The point of the restrictions is to (try to) make the password harder to guess by an attacker. Truly, preventing some users from using some specific password values mathematically reduces the number of possible passwords; but, practically, this is more about forbidding the easy passwords that users would almost always choose if they had the choice. The total number of possible passwords is ludicrously large. If we consider that a password may include letters (lowercase and uppercase), digits, and, say, some punctuation signs which are accessible from a common keyboard; and if we allow passwords to go up to 30 characters in length, then the number of possible passwords is equal to 157935773974908502215194845377591539584935386309545795005451 (including the "empty password" of length 0; otherwise, subtract 1 to that count). Possible passwords are not a scarce resource, and there is little problem in removing a few billions from that count.
The scare resource is user imagination and patience.

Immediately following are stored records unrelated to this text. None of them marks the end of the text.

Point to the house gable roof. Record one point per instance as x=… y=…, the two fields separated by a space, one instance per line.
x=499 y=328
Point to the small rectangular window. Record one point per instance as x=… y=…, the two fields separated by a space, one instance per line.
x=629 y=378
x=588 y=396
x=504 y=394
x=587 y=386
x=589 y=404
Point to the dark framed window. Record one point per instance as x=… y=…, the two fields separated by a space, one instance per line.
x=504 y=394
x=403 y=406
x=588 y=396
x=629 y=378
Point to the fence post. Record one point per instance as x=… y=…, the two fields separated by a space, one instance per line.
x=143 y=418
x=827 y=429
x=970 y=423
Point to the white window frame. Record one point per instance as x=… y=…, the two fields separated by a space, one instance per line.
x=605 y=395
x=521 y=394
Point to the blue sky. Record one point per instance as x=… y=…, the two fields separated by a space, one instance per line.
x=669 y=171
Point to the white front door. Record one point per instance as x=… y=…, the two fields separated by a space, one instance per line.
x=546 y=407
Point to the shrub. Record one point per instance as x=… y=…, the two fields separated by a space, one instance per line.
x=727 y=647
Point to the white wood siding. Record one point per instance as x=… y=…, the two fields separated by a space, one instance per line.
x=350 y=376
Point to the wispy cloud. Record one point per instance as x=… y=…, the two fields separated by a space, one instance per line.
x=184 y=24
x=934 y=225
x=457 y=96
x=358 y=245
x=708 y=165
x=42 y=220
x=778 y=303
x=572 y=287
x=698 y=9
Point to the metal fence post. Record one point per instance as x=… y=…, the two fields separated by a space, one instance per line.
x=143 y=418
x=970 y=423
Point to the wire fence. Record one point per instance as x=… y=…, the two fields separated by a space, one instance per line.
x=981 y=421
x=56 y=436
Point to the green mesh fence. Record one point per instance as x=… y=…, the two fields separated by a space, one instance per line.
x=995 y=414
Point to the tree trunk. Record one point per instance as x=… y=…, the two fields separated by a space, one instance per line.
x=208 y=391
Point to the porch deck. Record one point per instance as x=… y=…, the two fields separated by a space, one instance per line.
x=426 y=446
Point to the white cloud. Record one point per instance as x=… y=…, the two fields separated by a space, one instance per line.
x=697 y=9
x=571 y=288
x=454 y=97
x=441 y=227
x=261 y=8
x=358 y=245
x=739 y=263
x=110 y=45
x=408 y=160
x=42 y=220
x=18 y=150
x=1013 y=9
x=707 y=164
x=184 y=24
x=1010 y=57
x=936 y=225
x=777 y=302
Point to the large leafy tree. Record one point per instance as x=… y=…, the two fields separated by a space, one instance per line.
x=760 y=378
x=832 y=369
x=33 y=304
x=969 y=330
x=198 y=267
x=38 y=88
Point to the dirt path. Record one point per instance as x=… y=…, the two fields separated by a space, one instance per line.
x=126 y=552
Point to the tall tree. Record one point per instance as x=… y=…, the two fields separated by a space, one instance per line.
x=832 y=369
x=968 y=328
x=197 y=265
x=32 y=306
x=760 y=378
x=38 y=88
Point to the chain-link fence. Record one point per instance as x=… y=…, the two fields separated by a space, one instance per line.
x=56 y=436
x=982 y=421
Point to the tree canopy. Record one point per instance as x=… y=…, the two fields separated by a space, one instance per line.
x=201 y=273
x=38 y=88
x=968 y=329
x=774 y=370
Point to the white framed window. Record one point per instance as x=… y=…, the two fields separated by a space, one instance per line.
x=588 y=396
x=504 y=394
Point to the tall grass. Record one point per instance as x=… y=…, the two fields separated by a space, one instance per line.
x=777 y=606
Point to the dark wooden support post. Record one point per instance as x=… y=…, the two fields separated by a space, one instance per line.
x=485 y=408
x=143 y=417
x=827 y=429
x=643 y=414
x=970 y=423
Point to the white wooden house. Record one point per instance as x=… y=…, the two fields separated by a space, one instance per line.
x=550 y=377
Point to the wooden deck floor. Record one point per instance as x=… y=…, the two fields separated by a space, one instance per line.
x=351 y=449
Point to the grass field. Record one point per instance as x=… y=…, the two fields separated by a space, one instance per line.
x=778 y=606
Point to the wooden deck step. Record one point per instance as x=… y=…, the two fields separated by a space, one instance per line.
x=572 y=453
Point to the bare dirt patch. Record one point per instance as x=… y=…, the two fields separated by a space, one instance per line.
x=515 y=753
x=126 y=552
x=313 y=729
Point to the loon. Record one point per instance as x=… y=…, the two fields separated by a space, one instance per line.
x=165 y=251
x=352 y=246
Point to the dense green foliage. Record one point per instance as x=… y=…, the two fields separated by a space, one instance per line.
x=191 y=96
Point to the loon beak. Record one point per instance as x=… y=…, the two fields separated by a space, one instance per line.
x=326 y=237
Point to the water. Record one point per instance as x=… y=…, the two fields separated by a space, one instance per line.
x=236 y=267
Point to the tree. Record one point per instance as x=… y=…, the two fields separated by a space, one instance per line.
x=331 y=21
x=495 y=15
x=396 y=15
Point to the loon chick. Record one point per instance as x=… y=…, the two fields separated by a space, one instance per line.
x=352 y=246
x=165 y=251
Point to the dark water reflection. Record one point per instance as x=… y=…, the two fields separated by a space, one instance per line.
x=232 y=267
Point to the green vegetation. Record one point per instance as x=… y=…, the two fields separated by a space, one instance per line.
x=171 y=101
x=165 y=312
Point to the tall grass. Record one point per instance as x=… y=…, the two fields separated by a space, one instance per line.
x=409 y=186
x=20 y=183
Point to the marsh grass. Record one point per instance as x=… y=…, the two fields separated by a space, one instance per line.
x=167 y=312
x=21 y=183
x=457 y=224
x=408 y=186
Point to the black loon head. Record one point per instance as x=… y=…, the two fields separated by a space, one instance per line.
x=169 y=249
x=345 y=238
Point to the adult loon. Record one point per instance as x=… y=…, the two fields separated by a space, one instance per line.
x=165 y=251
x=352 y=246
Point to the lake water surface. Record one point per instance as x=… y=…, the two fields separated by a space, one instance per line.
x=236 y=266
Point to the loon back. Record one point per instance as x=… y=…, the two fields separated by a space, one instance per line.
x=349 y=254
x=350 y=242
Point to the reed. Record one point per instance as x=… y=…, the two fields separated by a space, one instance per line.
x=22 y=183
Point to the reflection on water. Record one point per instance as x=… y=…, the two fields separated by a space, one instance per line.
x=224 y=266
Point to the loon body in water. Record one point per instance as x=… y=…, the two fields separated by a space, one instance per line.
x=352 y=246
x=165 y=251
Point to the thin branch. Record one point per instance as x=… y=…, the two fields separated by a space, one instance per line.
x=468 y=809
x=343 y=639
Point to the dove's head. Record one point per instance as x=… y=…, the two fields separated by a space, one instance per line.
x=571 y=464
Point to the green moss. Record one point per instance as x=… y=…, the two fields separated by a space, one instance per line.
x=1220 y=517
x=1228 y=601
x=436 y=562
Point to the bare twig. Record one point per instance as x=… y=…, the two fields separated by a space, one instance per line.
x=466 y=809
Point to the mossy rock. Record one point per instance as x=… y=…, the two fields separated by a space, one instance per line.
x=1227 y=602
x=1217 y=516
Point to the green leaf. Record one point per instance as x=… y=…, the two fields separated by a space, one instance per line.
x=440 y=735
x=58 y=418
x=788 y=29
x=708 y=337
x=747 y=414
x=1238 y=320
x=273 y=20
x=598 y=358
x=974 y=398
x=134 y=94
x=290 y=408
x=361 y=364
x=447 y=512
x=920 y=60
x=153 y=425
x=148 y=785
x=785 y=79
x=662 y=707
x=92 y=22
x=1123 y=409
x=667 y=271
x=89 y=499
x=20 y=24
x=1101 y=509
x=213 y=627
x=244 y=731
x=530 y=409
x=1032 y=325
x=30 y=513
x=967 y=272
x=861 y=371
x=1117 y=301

Given the possibility, most users will use short passwords with only lowercase letters, because that's what most easy to remember and type. And they will pick "meaningful" words, e.g. "castle" and not "bsigrz". The attacker knows that: easy passwords are the first that he will try, and there are not many of them, so the attacker will succeed.
The "password rules" are an attempt to force users away from the easy passwords. If you force them to include a digit and an uppercase letter, they will do so, but with a digit that the attacker cannot predict, and with the uppercaseness applied to a random letter. (At least theoretically; in practice, users will put the uppercase on the first letter, and the digit will be added at the end, and will be a '1'). The fervent hope is that this will increase the number of possible passwords that user will effectively choose, and thus make things harder for the attacker.
Password rules may backfire, sometimes spectacularly; users will forget their password and nag the helpdesk; users will write the password on a stick-up note cunningly concealed under the keyboard. (As far as backfiring goes, writing a complex password on a piece of paper stored in the user's wallet is not that bad: at least, users care about the whereabouts of their wallet.) One very common instance of backfiring is, exactly, having a "usual" password which the user uses with many sites. This means that a security breach on one site immediately extends to all other sites on which the user also has an account. That's Bad.